Along with an open house and light refreshments, a formal ribbon cutting was held, and Marshalltown Aviation President and Co-Owner Steve Valbracht and Mayor Joel Greer, an avid pilot himself, stood before attendees to deliver remarks about why they felt the project was so important.
“This team here, the whole company, is really proud to represent Marshalltown and this facility, so it’s really an honor for us,” Valbracht said.
After joking that he would keep his remarks under 45 minutes, Greer showed off his log book and recalled a few of his own experiences flying to and from the airport — nobody got hurt, he was happy to announce. He also remarked that Ethan Nasalroad, the other co-owner of Marshalltown Aviation, was an excellent but demanding pilot and instructor and noted that, due to his day job as a lawyer, he knew a private jet could reach any county seat in Iowa from Marshalltown in 50 minutes or less.
“If any of you or your family members have interest in flying, this is the real deal,” Greer said. “This is a wonderful facility.”
Greer then praised the new modern aesthetic of both the terminal and hangar and opined that it sends a strong first impression of the community to company executives who are traveling to town either with existing businesses or because they are considering building in Marshalltown. He gave credit to Valbracht both for helping to transform the facility and for his personal commitment to Marshalltown, moving here from Newton and getting involved in local boards and commissions.

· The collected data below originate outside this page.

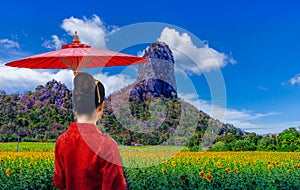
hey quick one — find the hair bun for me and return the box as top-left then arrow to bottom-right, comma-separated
73,72 -> 105,115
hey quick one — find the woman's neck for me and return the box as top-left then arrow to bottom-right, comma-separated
76,114 -> 97,124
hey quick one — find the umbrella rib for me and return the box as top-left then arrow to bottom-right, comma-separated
87,56 -> 107,68
10,59 -> 36,68
59,57 -> 74,70
23,59 -> 44,68
8,57 -> 63,69
37,57 -> 59,69
109,56 -> 125,66
46,57 -> 67,69
88,56 -> 143,68
110,56 -> 139,66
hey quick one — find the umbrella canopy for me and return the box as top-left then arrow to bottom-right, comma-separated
5,31 -> 149,72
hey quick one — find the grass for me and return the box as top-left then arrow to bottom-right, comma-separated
0,142 -> 55,152
0,142 -> 188,152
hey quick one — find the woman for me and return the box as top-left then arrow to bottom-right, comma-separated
53,72 -> 126,190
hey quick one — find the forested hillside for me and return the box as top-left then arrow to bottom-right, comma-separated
0,79 -> 243,147
0,79 -> 299,151
0,80 -> 73,142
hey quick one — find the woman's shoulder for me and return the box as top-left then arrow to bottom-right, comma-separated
101,134 -> 118,147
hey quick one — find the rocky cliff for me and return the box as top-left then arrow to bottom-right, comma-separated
102,42 -> 245,146
138,42 -> 176,90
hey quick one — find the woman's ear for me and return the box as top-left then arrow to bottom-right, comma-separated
96,103 -> 104,120
74,112 -> 78,121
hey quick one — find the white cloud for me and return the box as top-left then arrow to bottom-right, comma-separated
61,14 -> 113,49
158,27 -> 236,75
42,14 -> 117,50
258,85 -> 268,91
42,35 -> 65,50
223,108 -> 279,123
0,63 -> 74,93
0,39 -> 20,49
179,93 -> 281,134
287,74 -> 300,85
93,73 -> 135,95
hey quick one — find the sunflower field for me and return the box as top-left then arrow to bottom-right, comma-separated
0,143 -> 300,189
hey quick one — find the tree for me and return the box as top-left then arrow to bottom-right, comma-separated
231,139 -> 256,151
209,142 -> 228,151
277,128 -> 300,151
258,135 -> 277,151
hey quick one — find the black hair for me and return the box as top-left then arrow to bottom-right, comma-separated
73,72 -> 105,115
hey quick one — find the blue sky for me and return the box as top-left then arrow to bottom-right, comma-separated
0,0 -> 300,134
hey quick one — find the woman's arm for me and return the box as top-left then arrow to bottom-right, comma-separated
53,141 -> 66,190
100,141 -> 126,190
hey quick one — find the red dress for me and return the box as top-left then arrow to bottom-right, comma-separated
53,122 -> 127,190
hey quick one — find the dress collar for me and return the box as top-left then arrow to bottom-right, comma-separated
70,122 -> 102,134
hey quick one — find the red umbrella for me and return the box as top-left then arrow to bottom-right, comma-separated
5,31 -> 149,72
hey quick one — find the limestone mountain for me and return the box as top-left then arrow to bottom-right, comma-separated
102,42 -> 245,147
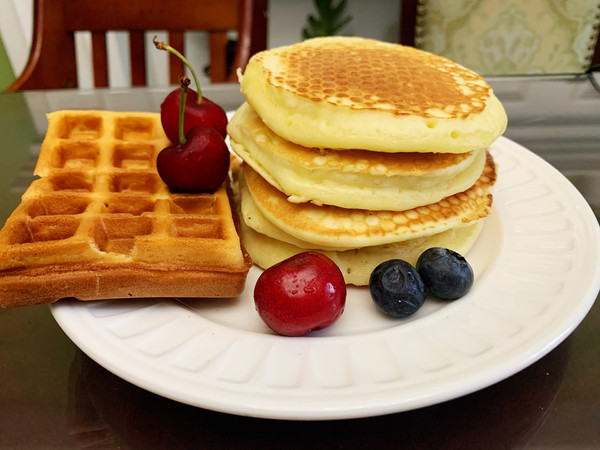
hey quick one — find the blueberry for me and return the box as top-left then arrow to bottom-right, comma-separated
416,247 -> 474,300
369,259 -> 426,318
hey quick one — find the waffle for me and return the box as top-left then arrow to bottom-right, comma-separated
0,110 -> 251,307
240,36 -> 507,153
228,102 -> 486,211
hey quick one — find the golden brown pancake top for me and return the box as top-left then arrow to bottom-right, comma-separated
255,37 -> 492,119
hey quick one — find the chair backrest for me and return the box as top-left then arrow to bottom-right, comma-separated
400,0 -> 600,75
6,0 -> 268,91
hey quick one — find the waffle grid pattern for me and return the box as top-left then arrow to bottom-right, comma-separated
0,111 -> 250,306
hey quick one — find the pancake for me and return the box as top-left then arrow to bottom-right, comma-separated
238,208 -> 485,286
240,153 -> 496,249
228,102 -> 487,211
238,169 -> 478,253
239,36 -> 507,153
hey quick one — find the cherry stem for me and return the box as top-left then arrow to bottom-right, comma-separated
178,76 -> 191,145
153,35 -> 203,104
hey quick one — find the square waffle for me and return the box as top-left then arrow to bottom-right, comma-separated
0,110 -> 251,307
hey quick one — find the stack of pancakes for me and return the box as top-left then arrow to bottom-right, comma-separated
227,37 -> 507,285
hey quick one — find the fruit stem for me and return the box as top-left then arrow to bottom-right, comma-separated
153,35 -> 203,104
178,76 -> 191,145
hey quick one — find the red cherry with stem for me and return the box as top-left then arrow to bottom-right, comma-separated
153,36 -> 228,142
157,77 -> 230,193
254,252 -> 347,337
160,89 -> 227,143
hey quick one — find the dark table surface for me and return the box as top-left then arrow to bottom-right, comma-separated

After Greer cut the ceremonial ribbon to officially christen the rededication, Valbracht took time to explain in more detail the purpose the airport serves in the community and why he felt the investment in giving it a more modern update was warranted.
“The most important thing is we created a way for access to the community for larger corporate jets that couldn’t spend the night with us before, so the whole goal from the beginning was to get a taller hangar door so that we could get in the type of corporate jets that are flying into — they were utilizing Newton and Ames instead of Marshalltown to visit our community,” Valbracht said. “Priority number one was to get the large hangar.”

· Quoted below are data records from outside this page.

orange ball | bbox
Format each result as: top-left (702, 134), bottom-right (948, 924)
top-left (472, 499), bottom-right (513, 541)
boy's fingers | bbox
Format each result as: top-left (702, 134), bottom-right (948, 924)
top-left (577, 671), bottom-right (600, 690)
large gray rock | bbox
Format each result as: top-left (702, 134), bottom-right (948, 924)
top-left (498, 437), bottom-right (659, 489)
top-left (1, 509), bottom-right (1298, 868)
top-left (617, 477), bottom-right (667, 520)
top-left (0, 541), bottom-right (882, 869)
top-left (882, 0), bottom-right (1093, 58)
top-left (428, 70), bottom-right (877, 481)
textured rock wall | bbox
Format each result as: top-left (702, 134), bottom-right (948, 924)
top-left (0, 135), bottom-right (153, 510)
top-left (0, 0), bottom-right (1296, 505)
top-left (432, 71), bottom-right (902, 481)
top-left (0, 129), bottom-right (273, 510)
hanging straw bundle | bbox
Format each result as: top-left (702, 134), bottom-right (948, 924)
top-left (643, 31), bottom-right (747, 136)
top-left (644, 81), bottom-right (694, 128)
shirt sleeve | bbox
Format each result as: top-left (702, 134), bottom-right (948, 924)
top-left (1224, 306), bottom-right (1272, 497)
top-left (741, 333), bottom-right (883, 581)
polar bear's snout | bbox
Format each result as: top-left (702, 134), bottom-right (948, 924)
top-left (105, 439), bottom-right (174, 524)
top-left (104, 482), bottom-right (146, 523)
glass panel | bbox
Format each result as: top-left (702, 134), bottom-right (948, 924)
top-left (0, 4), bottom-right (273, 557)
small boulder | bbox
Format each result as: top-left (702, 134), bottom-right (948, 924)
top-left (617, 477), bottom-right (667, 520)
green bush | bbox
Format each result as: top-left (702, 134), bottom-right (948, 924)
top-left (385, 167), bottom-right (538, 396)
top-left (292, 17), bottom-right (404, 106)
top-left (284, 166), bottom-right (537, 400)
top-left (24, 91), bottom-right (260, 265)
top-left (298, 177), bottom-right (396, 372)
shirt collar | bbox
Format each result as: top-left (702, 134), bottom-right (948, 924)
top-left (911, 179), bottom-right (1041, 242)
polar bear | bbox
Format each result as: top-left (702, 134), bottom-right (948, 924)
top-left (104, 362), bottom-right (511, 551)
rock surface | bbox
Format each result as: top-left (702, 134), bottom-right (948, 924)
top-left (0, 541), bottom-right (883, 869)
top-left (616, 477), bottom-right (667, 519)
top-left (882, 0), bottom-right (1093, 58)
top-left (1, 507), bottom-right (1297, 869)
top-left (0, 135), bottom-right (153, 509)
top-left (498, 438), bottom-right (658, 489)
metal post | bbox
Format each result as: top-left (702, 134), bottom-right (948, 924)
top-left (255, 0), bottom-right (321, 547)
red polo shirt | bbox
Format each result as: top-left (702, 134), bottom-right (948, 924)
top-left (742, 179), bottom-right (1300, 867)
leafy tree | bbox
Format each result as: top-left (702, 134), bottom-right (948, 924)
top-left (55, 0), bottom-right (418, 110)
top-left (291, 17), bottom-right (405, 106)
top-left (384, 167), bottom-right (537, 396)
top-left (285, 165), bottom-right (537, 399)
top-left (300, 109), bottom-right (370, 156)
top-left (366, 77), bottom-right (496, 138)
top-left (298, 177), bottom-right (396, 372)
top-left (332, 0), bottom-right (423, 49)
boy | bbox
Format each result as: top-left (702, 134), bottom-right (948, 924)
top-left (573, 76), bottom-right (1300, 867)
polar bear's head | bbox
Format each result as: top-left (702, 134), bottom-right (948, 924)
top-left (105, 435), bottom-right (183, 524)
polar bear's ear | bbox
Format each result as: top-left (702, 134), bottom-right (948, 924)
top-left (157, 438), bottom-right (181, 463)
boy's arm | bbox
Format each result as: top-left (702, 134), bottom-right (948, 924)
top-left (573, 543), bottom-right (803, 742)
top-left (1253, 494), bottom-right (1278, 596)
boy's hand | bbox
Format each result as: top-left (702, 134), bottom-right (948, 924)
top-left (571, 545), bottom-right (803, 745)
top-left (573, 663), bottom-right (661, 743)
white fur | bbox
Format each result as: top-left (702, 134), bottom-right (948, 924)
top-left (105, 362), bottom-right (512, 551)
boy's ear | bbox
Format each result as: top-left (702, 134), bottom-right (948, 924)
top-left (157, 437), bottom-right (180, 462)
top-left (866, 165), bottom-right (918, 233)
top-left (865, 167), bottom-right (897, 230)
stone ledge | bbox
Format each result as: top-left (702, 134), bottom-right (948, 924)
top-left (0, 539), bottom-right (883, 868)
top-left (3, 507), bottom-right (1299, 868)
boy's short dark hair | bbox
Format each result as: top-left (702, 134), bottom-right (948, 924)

The new hangar measures 100’x120′ with a 28’x100′ door. While the hangar project was being explored, the Marshalltown city council determined it would be more efficient to also consider an entirely new terminal at the same time.
“This whole building is all brand new. It’s all brand new,” Valbracht said. “The outside area is the same, but you’re in an absolutely brand new facility.”

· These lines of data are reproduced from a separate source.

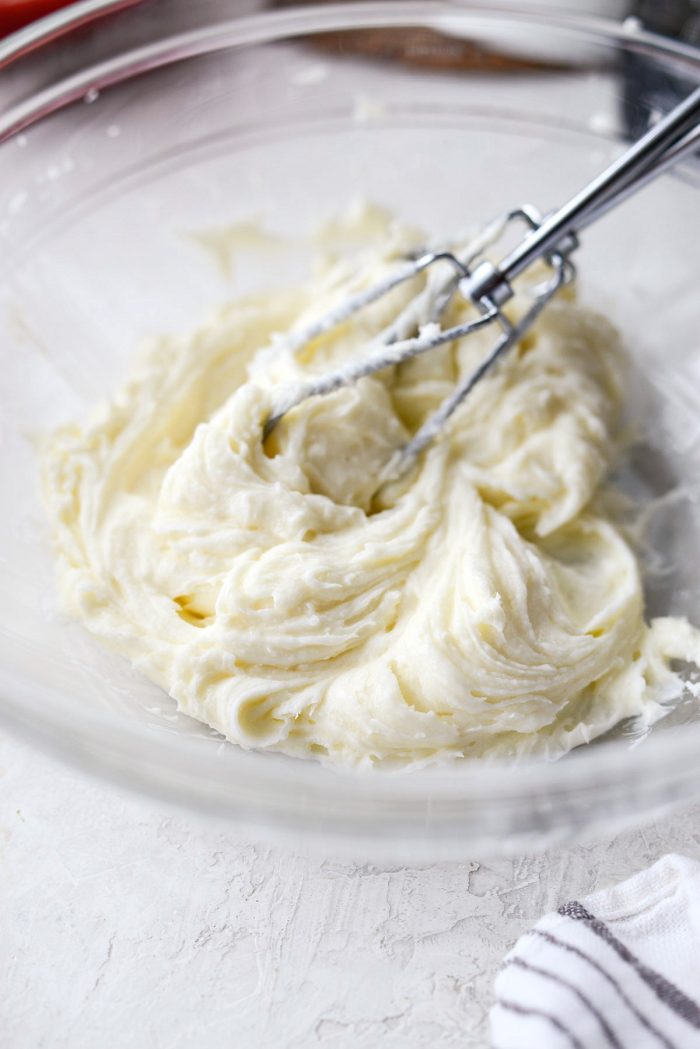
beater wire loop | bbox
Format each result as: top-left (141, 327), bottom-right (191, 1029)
top-left (262, 84), bottom-right (700, 476)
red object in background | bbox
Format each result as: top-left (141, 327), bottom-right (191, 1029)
top-left (0, 0), bottom-right (79, 37)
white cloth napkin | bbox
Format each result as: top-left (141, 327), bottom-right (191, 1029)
top-left (490, 854), bottom-right (700, 1049)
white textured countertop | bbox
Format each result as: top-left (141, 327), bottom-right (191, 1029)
top-left (3, 730), bottom-right (700, 1049)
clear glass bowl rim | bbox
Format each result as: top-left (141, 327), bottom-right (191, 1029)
top-left (1, 1), bottom-right (700, 842)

He added that he didn’t feel it was difficult to garner support for the renovations because local leaders realized the value of a strong municipal airport.
“As an economic development tool, an airport is critical because the folks that are typically investing in property around Marshalltown or the folks that are gonna look at putting a manufacturing facility in here, they’re not traveling on the airlines,” Valbracht said. “So we need to make sure they have access to the community with a private aircraft.”
Of the approximately 33,000 private jets out there, he added, only about four percent are owned by Fortune 500 companies. In addition to the airport’s role in serving businesses both new and prospective, Marshalltown Aviation Inc., which leases the property from the city, arranges private travel accommodations for individuals who request them, hosts flight classes and provides fuel for crop dusting planes. They are also planning a fly-in open house sometime in the fall.
And while the airport isn’t the sole factor that may lead a corporate executive to locate his or her company here, Valbracht, who frequently flies into other communities to see what they have to offer, is optimistic it will help.
“We have the opportunity to see how they react when they get to a town, and if the airport doesn’t meet their needs or it isn’t like what we have here, you can tell that they get a first impression of that community. We’re really blessed that we get to give this first impression,” he said.
Chamber President/CEO John Hall agreed that the airport is a key piece of the economic development puzzle.
“Investments in assets like our airport show that our community is committed to self improvement and continual investment, which we know companies want to see. We know that our airport has already been a front door to many existing companies and has worked well for us in the recruitment of new industries in the past,” he said. “We expect that this new facility will serve an even more prominent role in pursuing those opportunities for our community and our region.”
The airport is located at 2651 170th St.